Die offiziellen Landes- und Amtssprachen der Schweiz werden in den Artikeln 4 und 70 der Bundesverfassung der Schweizerischen Eidgenossenschaft festgelegt:

Art. 4 Landessprachen

Die Landessprachen sind Deutsch, Französisch, Italienisch und Rätoromanisch.

Art. 70 Sprachen

1 Die Amtssprachen des Bundes sind Deutsch, Französisch und Italienisch. Im Verkehr mit Personen rätoromanischer Sprache ist auch das Rätoromanische Amtssprache des Bundes.

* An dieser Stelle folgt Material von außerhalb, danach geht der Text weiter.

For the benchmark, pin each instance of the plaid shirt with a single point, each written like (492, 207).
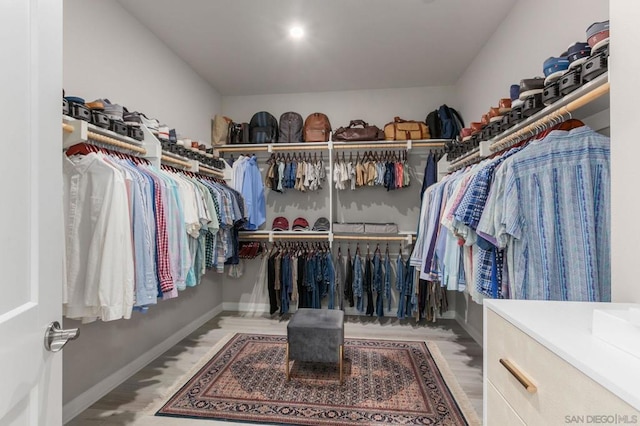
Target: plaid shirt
(162, 239)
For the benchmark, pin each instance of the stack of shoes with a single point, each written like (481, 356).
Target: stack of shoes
(250, 250)
(598, 40)
(598, 35)
(76, 108)
(515, 115)
(98, 117)
(554, 70)
(578, 53)
(531, 90)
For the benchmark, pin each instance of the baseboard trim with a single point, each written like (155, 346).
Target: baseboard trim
(93, 394)
(475, 334)
(260, 308)
(246, 307)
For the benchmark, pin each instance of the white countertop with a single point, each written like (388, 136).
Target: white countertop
(565, 329)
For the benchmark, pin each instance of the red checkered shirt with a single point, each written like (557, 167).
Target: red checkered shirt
(162, 240)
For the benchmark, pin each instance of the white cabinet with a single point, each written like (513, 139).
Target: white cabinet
(543, 367)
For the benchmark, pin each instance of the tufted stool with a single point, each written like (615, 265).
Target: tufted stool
(316, 335)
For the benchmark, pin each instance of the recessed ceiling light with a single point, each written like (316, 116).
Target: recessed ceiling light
(296, 32)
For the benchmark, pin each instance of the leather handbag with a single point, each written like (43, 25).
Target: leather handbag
(402, 130)
(317, 128)
(353, 133)
(219, 130)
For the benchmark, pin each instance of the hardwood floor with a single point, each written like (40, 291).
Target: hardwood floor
(130, 403)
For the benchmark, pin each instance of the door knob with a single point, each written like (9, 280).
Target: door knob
(55, 337)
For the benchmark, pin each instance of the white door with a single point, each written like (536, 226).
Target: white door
(31, 232)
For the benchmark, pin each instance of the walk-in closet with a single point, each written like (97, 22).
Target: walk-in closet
(305, 212)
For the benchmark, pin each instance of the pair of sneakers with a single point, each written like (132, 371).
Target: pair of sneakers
(136, 118)
(113, 111)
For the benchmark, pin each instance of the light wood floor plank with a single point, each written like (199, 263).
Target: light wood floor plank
(128, 403)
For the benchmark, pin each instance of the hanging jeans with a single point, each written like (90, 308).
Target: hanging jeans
(368, 285)
(271, 280)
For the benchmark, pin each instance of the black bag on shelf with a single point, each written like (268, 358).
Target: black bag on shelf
(238, 133)
(290, 130)
(263, 128)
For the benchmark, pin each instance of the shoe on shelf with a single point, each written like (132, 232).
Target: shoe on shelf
(151, 123)
(95, 105)
(131, 117)
(113, 111)
(163, 132)
(530, 87)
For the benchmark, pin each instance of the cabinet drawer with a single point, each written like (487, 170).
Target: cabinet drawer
(562, 390)
(499, 412)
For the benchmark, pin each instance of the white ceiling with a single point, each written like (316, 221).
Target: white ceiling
(242, 47)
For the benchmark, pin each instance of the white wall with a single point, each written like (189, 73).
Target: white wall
(363, 205)
(625, 151)
(109, 54)
(135, 69)
(531, 32)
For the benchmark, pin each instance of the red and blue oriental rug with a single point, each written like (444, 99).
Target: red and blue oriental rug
(385, 381)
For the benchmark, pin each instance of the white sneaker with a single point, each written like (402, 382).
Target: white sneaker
(151, 123)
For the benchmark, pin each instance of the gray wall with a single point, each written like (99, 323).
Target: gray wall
(106, 347)
(625, 206)
(506, 59)
(134, 69)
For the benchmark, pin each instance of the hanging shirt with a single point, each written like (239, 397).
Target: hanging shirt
(556, 200)
(99, 253)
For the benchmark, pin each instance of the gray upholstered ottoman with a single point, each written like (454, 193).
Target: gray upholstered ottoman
(316, 335)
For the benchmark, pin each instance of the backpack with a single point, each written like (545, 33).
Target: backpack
(219, 130)
(238, 133)
(317, 128)
(290, 129)
(263, 128)
(433, 123)
(450, 122)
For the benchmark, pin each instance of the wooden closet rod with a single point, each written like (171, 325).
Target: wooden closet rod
(370, 238)
(561, 114)
(214, 172)
(243, 148)
(114, 142)
(167, 159)
(388, 145)
(291, 147)
(277, 236)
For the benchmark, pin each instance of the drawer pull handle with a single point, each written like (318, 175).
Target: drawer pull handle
(524, 380)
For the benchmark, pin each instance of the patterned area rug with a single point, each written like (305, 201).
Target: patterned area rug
(385, 382)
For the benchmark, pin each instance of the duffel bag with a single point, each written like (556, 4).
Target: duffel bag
(402, 130)
(353, 133)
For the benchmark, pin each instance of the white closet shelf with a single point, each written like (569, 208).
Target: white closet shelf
(584, 102)
(270, 147)
(308, 146)
(408, 144)
(78, 131)
(177, 160)
(581, 103)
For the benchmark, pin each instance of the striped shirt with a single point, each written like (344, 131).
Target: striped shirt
(551, 210)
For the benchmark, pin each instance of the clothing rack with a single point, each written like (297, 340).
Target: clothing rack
(175, 160)
(276, 236)
(216, 173)
(374, 238)
(106, 140)
(551, 116)
(391, 144)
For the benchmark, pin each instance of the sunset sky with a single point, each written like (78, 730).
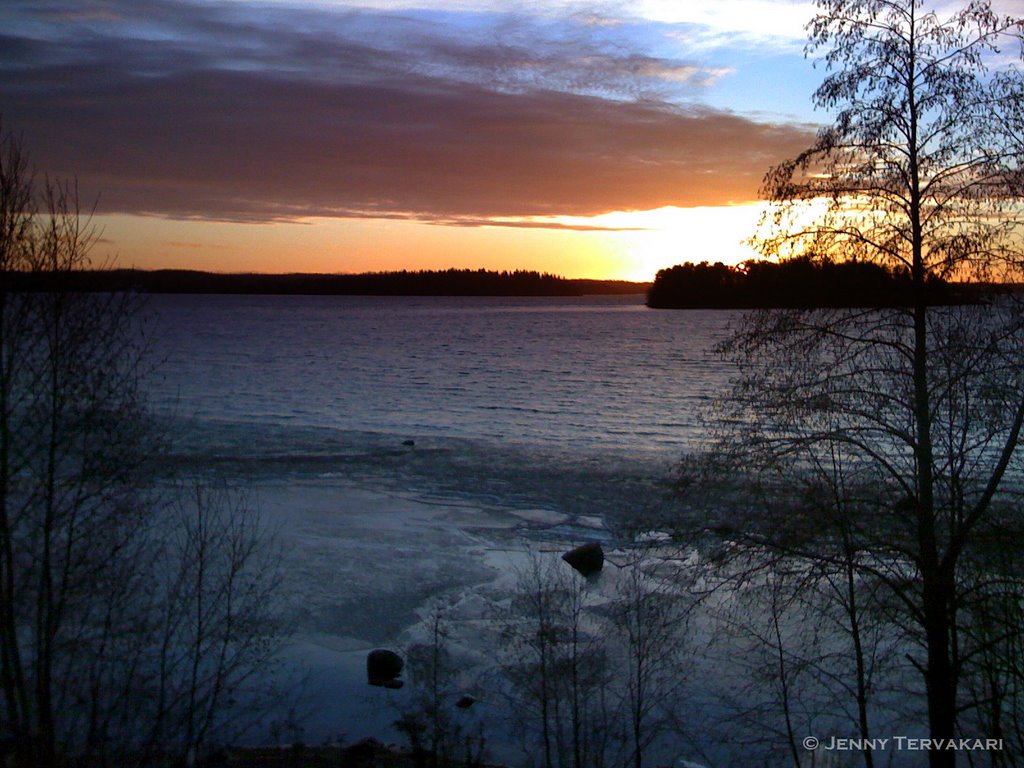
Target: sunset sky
(597, 139)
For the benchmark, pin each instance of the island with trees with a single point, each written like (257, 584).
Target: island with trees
(404, 283)
(797, 283)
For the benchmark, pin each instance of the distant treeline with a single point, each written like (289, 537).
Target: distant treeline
(427, 283)
(795, 283)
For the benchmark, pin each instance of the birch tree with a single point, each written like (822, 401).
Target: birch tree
(920, 407)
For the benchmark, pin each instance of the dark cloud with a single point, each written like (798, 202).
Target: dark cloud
(252, 113)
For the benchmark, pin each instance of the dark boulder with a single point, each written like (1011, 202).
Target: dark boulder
(383, 667)
(588, 559)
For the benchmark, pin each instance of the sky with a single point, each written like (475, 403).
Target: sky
(587, 138)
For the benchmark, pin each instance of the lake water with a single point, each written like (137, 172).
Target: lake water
(504, 397)
(411, 449)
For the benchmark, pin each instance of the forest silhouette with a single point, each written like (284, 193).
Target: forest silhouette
(800, 283)
(423, 283)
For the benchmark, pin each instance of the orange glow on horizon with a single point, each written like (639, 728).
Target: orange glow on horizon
(612, 246)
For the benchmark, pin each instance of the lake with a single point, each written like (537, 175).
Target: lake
(410, 450)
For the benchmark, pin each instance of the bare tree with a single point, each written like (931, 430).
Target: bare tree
(650, 616)
(125, 626)
(558, 668)
(924, 406)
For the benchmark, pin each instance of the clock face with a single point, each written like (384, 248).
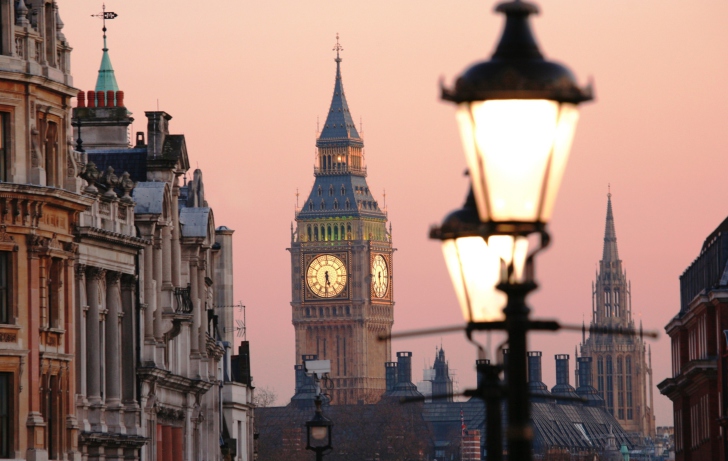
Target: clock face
(326, 276)
(380, 276)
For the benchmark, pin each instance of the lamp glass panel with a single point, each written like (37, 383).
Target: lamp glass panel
(475, 271)
(511, 250)
(319, 432)
(568, 117)
(508, 144)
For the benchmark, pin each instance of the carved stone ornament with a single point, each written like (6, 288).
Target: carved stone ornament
(35, 155)
(4, 236)
(111, 181)
(90, 174)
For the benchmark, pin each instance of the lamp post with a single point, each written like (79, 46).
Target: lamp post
(318, 432)
(517, 114)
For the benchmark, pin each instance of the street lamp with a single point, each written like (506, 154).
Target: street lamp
(318, 432)
(517, 115)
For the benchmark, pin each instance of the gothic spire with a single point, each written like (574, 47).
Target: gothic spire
(610, 235)
(106, 80)
(339, 123)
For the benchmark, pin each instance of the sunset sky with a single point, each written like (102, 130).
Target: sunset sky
(246, 82)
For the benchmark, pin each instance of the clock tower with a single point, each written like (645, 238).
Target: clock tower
(341, 264)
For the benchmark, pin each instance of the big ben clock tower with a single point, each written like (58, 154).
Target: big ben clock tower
(341, 261)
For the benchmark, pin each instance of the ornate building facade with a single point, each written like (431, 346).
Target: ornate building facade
(341, 263)
(110, 346)
(621, 364)
(698, 334)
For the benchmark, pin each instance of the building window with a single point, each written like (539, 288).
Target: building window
(610, 385)
(7, 394)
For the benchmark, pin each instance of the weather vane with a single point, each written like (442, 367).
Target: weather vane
(338, 48)
(104, 15)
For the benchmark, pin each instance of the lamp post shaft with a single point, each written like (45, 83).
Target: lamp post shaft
(519, 433)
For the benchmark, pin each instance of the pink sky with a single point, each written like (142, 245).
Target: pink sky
(245, 82)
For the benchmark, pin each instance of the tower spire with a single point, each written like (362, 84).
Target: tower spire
(610, 235)
(106, 80)
(339, 123)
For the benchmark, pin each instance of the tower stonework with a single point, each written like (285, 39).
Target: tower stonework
(341, 264)
(621, 365)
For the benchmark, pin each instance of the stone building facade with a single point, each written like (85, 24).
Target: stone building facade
(698, 335)
(621, 364)
(110, 342)
(341, 264)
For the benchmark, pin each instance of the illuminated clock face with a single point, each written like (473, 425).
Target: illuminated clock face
(326, 276)
(380, 276)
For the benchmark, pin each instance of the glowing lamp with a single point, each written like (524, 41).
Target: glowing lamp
(517, 115)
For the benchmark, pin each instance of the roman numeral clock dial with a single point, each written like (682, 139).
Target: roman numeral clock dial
(380, 276)
(326, 276)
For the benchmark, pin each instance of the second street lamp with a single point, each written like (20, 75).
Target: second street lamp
(517, 114)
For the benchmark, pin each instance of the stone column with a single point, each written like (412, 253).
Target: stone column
(196, 310)
(202, 294)
(176, 249)
(167, 257)
(158, 262)
(80, 313)
(94, 276)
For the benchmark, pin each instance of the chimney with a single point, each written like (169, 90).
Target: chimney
(390, 369)
(157, 130)
(479, 367)
(562, 387)
(404, 367)
(535, 385)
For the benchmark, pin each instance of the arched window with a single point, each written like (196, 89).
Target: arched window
(610, 385)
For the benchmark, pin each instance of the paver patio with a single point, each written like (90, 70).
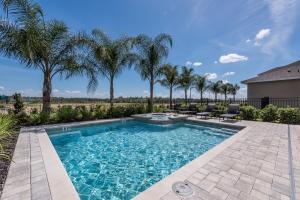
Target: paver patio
(253, 164)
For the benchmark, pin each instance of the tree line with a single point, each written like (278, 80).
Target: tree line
(48, 46)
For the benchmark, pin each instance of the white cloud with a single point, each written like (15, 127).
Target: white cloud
(188, 63)
(146, 92)
(283, 14)
(228, 74)
(231, 58)
(211, 76)
(72, 91)
(263, 33)
(197, 64)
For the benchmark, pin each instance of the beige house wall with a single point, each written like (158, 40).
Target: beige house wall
(275, 89)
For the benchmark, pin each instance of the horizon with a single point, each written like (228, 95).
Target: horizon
(229, 42)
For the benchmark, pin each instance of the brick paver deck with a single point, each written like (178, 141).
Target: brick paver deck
(255, 166)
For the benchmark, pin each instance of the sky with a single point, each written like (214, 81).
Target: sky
(224, 40)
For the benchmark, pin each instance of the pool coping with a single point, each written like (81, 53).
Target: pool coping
(56, 173)
(59, 183)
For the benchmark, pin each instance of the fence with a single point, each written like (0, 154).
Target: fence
(256, 102)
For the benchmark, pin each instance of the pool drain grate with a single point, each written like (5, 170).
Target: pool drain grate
(182, 189)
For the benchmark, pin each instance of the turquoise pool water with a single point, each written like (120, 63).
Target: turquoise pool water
(121, 159)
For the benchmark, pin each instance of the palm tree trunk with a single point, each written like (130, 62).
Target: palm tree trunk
(185, 96)
(47, 88)
(111, 92)
(201, 96)
(171, 91)
(151, 94)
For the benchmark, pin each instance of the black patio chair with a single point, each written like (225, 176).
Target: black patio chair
(208, 111)
(232, 112)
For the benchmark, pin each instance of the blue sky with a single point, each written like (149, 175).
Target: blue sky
(226, 40)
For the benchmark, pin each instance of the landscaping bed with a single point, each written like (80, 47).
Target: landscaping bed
(5, 163)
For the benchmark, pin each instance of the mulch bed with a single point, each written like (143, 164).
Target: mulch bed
(4, 163)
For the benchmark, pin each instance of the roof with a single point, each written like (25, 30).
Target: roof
(287, 72)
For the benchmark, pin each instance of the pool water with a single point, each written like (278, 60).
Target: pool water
(121, 159)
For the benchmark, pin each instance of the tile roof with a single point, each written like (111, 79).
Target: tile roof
(287, 72)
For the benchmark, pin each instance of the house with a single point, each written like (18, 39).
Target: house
(279, 82)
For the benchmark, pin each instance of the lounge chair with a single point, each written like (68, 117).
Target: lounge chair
(208, 111)
(192, 109)
(175, 109)
(232, 112)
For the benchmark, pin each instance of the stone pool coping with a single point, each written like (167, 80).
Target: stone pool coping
(38, 173)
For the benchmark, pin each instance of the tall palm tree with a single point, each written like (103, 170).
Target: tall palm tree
(215, 88)
(225, 89)
(151, 52)
(169, 80)
(109, 57)
(42, 45)
(185, 80)
(200, 84)
(234, 89)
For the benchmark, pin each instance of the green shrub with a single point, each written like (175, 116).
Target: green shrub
(157, 108)
(248, 112)
(7, 124)
(82, 113)
(66, 114)
(116, 112)
(269, 113)
(100, 112)
(22, 118)
(289, 115)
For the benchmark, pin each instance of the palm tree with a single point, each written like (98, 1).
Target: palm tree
(216, 88)
(200, 84)
(234, 89)
(170, 75)
(109, 57)
(186, 80)
(151, 52)
(39, 44)
(225, 89)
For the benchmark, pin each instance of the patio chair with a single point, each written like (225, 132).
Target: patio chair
(192, 109)
(208, 111)
(232, 112)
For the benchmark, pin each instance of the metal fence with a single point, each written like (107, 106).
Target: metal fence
(256, 102)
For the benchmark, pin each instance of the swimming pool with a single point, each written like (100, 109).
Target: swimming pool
(118, 160)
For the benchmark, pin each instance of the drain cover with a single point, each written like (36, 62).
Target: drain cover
(182, 189)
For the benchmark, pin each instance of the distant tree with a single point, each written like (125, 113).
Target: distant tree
(200, 84)
(170, 78)
(186, 80)
(151, 53)
(109, 57)
(234, 89)
(215, 88)
(43, 45)
(225, 89)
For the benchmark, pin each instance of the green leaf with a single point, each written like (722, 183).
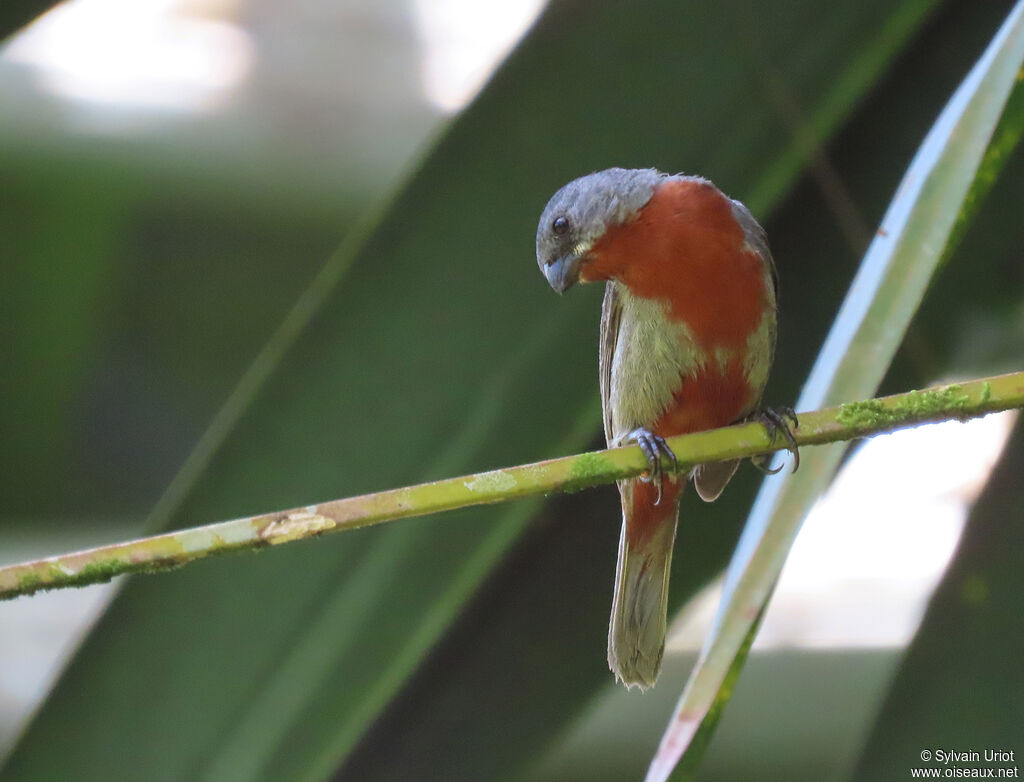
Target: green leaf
(868, 329)
(433, 348)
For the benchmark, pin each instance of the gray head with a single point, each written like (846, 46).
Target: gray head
(579, 214)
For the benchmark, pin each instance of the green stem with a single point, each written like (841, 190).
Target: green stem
(566, 474)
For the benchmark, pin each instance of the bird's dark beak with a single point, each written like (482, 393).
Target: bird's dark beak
(562, 272)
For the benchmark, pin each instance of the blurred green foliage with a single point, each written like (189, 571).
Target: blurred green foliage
(459, 647)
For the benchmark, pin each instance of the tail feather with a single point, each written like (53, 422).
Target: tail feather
(639, 607)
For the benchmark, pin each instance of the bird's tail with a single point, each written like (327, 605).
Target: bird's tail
(639, 607)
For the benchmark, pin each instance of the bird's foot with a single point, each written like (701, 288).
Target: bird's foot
(655, 448)
(777, 421)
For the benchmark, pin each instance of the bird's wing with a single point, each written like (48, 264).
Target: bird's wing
(610, 313)
(757, 239)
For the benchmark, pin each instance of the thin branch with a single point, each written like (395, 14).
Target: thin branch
(566, 474)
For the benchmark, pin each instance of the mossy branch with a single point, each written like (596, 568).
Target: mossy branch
(566, 474)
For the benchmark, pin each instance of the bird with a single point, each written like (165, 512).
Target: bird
(688, 331)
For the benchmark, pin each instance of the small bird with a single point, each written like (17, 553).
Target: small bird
(687, 341)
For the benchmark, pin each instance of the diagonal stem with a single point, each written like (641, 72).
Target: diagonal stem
(172, 550)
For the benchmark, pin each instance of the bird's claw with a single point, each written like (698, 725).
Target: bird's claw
(776, 421)
(654, 448)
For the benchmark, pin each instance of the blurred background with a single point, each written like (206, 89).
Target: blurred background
(178, 176)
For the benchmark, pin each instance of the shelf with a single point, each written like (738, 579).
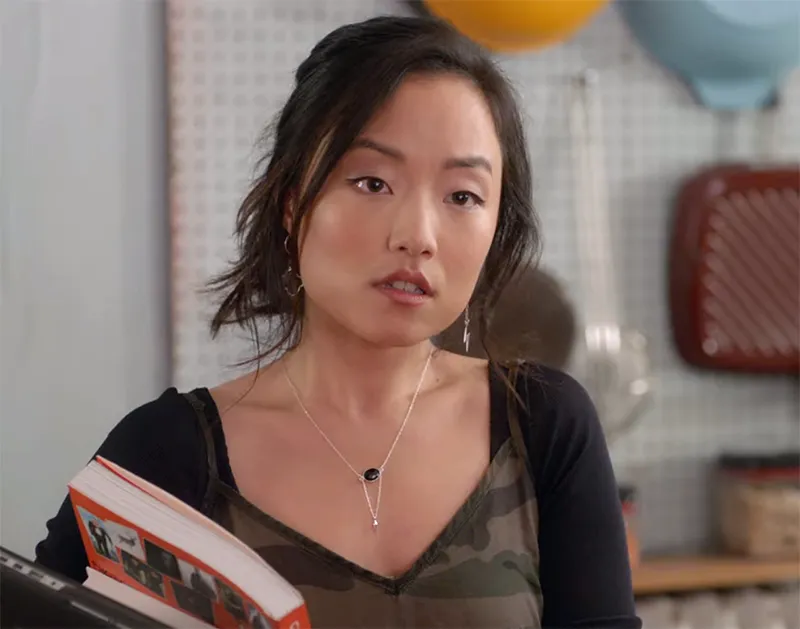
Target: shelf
(686, 574)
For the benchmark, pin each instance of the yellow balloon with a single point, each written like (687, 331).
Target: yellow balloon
(516, 25)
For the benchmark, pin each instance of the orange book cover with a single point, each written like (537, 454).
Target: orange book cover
(131, 555)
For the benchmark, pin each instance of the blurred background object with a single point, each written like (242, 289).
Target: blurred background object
(734, 54)
(516, 25)
(533, 320)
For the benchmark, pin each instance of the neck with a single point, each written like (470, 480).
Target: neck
(352, 378)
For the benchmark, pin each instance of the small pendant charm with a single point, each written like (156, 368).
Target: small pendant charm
(371, 475)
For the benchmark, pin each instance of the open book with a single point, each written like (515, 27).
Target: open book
(145, 538)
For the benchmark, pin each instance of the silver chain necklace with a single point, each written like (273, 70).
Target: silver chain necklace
(371, 474)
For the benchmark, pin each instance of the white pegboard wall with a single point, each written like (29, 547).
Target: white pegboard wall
(231, 65)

2 Die Kantone bestimmen ihre Amtssprachen. Um das Einvernehmen zwischen den Sprachgemeinschaften zu wahren, achten sie auf die herkömmliche sprachliche Zusammensetzung der Gebiete und nehmen Rücksicht auf die angestammten sprachlichen Minderheiten.

3 Bund und Kantone fördern die Verständigung und den Austausch zwischen den Sprachgemeinschaften.

4 Der Bund unterstützt die mehrsprachigen Kantone bei der Erfüllung ihrer besonderen Aufgaben.

5 Der Bund unterstützt Massnahmen der Kantone Graubünden und Tessin zur Erhaltung und Förderung der rätoromanischen und der italienischen Sprache.

(BV, Art. 4; Art. 70)

Die Sprachenfreiheit wird in Artikel 18 festgehalten:

Art. 18 Sprachenfreiheit

Die Sprachenfreiheit ist gewährleistet.

(BV, Art. 18)

Vier Sprachen erhalten also gemäss Artikel 4 der Bundesverfassung den Status einer «Landessprache» (Deutsch, Französisch, Italienisch und Rätoromanisch), nur drei davon sind jedoch «Amtssprachen des Bundes» gemäss Artikel 70 Absatz 1: Deutsch, Französisch und Italienisch. Rätoromanisch ist lediglich Amtssprache für ausdrücklich an Mitglieder der rätoromanischen Sprachgemeinschaft gerichtete Kommunikation, während die übrige Kommunikation grundsätzlich dreisprachig gewährleistet werden sollte.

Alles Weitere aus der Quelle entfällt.